Tres países. Valonia, Flandes ¡y Bruselas! No hay nacionalista flamenco que no reconozca que de no ser por el embrollo de Bruselas, ya se habría separado de Valonia hace mucho tiempo. Un enclave francófono en territorio flamenco y que además es la capital del Estado y de muchas otras cosas.

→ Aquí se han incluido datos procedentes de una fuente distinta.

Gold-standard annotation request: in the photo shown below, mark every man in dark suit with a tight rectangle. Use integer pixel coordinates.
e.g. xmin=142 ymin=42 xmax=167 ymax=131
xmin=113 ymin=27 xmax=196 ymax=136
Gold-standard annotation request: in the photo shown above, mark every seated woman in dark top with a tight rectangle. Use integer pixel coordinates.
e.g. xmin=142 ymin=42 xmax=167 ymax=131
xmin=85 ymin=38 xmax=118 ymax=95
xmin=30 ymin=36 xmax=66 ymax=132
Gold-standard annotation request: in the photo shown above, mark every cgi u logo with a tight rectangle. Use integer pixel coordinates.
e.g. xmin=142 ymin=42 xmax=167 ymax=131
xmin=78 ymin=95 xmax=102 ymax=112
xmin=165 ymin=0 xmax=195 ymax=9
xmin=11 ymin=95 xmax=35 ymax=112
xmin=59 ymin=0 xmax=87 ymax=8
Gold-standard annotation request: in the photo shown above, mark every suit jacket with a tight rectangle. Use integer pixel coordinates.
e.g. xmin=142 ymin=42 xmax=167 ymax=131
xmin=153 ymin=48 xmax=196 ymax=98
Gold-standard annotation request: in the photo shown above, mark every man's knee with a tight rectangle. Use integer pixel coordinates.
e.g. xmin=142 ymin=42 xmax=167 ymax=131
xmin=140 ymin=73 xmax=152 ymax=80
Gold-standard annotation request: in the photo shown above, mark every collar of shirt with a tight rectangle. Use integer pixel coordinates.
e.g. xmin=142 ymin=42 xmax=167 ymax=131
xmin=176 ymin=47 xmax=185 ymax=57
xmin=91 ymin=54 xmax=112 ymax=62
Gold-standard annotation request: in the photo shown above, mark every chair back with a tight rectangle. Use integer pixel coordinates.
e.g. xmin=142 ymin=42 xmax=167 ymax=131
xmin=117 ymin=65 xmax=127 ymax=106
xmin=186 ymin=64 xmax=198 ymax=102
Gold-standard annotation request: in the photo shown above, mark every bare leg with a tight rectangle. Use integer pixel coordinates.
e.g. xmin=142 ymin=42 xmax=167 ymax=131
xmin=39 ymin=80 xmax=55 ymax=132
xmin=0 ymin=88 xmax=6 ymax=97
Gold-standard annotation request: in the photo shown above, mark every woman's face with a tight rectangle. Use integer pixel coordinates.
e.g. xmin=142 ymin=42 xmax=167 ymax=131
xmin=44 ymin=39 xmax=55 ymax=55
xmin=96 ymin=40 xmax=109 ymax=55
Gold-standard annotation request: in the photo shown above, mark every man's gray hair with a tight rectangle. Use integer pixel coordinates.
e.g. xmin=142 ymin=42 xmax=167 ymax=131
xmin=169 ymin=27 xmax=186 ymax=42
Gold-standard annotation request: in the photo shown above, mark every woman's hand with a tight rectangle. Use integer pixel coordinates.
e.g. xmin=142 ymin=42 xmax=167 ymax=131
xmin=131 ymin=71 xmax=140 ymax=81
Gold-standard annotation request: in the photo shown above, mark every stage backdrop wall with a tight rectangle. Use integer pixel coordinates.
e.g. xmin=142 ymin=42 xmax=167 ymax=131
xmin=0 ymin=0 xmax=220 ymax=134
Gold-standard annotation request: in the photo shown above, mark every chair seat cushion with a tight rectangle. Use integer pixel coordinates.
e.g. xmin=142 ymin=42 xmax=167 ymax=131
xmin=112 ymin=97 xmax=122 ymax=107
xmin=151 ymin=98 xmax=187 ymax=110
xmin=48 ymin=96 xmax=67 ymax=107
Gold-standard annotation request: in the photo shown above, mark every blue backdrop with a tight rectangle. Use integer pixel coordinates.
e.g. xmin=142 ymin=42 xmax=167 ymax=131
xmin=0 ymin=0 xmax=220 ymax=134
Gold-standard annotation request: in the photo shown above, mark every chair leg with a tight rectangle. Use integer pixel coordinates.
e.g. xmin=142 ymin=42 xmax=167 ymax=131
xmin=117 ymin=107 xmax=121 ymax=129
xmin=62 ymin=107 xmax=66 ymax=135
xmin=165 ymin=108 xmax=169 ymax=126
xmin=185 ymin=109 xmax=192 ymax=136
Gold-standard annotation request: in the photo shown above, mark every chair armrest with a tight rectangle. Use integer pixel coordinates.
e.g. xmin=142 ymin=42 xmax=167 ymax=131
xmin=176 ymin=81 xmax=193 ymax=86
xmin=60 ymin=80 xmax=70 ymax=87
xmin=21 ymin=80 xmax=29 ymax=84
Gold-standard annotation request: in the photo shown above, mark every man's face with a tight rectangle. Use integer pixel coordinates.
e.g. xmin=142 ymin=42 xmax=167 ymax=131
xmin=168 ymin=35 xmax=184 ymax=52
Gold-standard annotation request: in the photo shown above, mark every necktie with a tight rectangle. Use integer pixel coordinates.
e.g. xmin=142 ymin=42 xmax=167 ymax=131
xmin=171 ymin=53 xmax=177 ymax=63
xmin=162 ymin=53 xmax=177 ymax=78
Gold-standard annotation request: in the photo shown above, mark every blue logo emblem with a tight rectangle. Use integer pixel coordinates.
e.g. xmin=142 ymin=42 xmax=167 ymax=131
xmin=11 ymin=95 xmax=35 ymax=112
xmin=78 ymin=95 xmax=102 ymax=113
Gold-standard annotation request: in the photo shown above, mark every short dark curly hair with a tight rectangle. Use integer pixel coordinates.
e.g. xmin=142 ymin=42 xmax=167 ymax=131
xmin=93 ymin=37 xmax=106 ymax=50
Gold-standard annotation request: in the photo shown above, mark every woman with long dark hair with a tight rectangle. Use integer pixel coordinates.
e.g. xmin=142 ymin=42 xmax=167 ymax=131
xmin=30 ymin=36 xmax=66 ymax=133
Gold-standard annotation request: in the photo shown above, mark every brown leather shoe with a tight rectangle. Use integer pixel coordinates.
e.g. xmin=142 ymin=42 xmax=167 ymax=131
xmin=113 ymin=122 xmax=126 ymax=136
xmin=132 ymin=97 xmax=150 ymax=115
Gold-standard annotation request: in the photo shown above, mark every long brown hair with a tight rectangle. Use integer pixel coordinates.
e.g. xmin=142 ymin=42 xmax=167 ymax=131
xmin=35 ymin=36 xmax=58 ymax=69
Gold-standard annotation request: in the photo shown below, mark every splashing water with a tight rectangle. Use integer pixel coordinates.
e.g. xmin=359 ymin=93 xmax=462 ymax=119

Lo más terrible para un país en crisis es la nostalgia. Resulta un cáncer social que lo va deteriorando todo. No es sólo comprobar, al adentrarse por las grandes avenidas de Bruselas, unas extemporáneas y enormes banderas belgas, en manifiesta convicción de querer ser lo que fueron. La evocación del pasado como idílico, que yo siempre he considerado como el principio del final, algo así como la música animosa que deben tocar las orquestas de los transatlánticos al tiempo que van metiendo a la gente en las barcas de salvamento. Podría haber sido aquella boda sonada, que aún recuerdo de niño, entre un rey que tenía un nombre de chiste, Balduino, y una señora muy fina y algo cursi que parecía sacada de una novela de mártires, Fabiola. Algún día me gustaría echar mano de la mochila del recuerdo y contar cómo vivimos los niños de entonces aquella boda de cuento de Perrault en la sórdida sociedad española de 1960. Pero no, la evocación más mentada en Bruselas es la Exposición Universal de 1958, que apenas entreveo entre las brumas de mi infancia. ¡Quién demonios estaba en condiciones de poder viajar allá, a ver el Atomium y sus nueve esferas! Sin embargo retengo algo verdaderamente inolvidable. Entre las exhibiciones de la Expo estaba el de una familia de congoleños, tal y como vivían en sus selvas y sus cabañas. Hubieron de cerrar el espectáculo porque niños y mayores lanzaban frutas, caramelos y demás objetos a los aborígenes, incluso con ánimo de golpearles, y sobre todo, de divertirse. Faltaban dos años para que el Congo belga fuera independiente. Como se pudo comprobar en seguida aquel era un nacionalismo de pobres y a Lumumba le costó la vida. Le mataron los nacionalistas belgas ricos; seamos sinceros, valones y flamencos.